Taking the Plunge is a wondrous collection of wild swimming experiences from Scotland. It brings together sage outdoor swimming advice alongside the personal stories of swimmers from all over Scotland, who swim in the sea, in lochs, and in rivers. Peppered throughout with beautiful photographs, this book is a joyful celebration of the community of swimming. As Vicky Allan writes in the introduction, “I wanted to know more about the swimming experiences of others”.
The book is divided into different chapters, each with a specific theme. For example, Chapter Two ‘Calming the Mind’s Storms: Swimming for flow and mindfulness’ brings together stories from swimmers who swim as a way to slow down, connect, focus on breathing, and find flow. The chapter includes an interview with Cameron Norsworthy, founder of the Flow Centre, to discuss the concept of flow, how it differs from mindfulness, and how you can achieve it. Chapter Four ‘Swimming Up for Air: The mental wellbeing effect’ focuses on the wellbeing effect of swimming whereas Chapter Five, ‘Out of our Depths: Getting in touch with discomfort’, talks about the uneasiness of cold water swimming. This chapter contains some of the most wonderful photographs of swimmers moving ice to get into the water, standing proudly half-submerged while surrounded by snow, joyfully running towards the water in swimming costumes, bobble hats, gloves and booties. Importantly, it also contains advice and hypothermia and how to recognise the signs, and what to do if you find you’ve developed symptoms.

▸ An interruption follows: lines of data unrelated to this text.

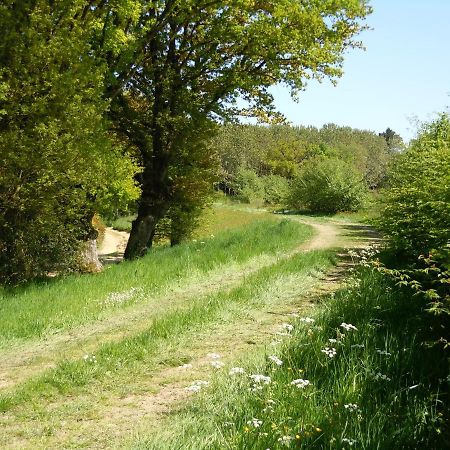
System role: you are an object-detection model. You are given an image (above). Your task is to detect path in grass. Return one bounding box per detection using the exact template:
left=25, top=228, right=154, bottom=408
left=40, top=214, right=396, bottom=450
left=0, top=213, right=379, bottom=448
left=0, top=218, right=342, bottom=392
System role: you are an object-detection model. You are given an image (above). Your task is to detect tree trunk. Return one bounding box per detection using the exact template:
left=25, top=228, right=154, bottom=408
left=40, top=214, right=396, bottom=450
left=124, top=211, right=158, bottom=259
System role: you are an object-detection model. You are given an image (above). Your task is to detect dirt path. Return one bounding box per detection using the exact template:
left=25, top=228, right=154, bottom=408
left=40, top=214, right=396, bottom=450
left=0, top=218, right=378, bottom=393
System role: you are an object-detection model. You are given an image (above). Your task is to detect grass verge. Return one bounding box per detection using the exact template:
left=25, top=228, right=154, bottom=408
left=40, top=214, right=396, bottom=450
left=0, top=219, right=312, bottom=345
left=132, top=266, right=448, bottom=449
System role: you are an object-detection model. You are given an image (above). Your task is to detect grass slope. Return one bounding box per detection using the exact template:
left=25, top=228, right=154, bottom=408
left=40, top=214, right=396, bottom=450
left=0, top=219, right=312, bottom=345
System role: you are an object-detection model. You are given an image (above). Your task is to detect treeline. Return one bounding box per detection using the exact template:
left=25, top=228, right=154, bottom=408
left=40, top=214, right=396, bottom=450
left=211, top=123, right=399, bottom=211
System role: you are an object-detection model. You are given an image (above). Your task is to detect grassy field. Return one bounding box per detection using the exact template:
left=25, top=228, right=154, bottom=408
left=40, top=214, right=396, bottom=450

Many come to the water for some spiritual comfort – or at least arrive with a kind of magical thinking.
The stories in Taking the Plunge are not only about pleasure and joy though, they are also about facing grief, and life, through swimming. “[…] many come to the water for some spiritual comfort – or at least arrive with a kind of magical thinking. The sea or lochs, like the sky, seem to be a space in which we see connections, particularly while we are in the full onslaught of grief. Shapes in the clouds seem to speak to us. Birds seem to carry messages (pp134-135).” Grief, body confidence, and chronic pain are all dealt with through cold water swimming and each is discussed in Taking the Plunge – mostly through the personal stories and anecdotes of different swimmers. Deacon and Allan talk to researchers at the University of Portsmouth, specifically Dr Mark Harper, who are investigating the benefits of cold water swimming. Helping to reduce chronic inflammation (seen in diseases like arthritis, fibromyalgia, endometriosis, and inflammatory bowel disease), it seems, is one of the key benefits of swimming in the cold. At present, evidence for this reduction in inflammation is anecdotal, as is the research on the connections between swimming and improved mental health, but researchers like Dr Harper are hoping to change that.
Taking the Plunge is a fantastic introduction to why people choose to swim in the wild, in cold water. The use of personal stories gives the reader insight into the lives of ordinary people – as opposed to rich adventurers with endless leisure time – showing us why people swim, and also how they fit it into their lives, between work and school runs, personal commitments and obstacles like grief, illness, or injury. It is also filled with useful advice, links to further reading and places to swim in Scotland.
Beyond the wild watery landscapes, almost nothing else out there makes us feel so alive.
As Deacon and Allan write, “[…] at a time when our human relationship with the planet is so troubled, it’s [swimming is] such a nurturing and liberating way of connecting with the environment. Because it is exhilarating. Because, beyond the wild watery landscapes, almost nothing else out there makes us feel so alive” (p.8). If that isn’t a manifesto to go swimming, we don’t know what is.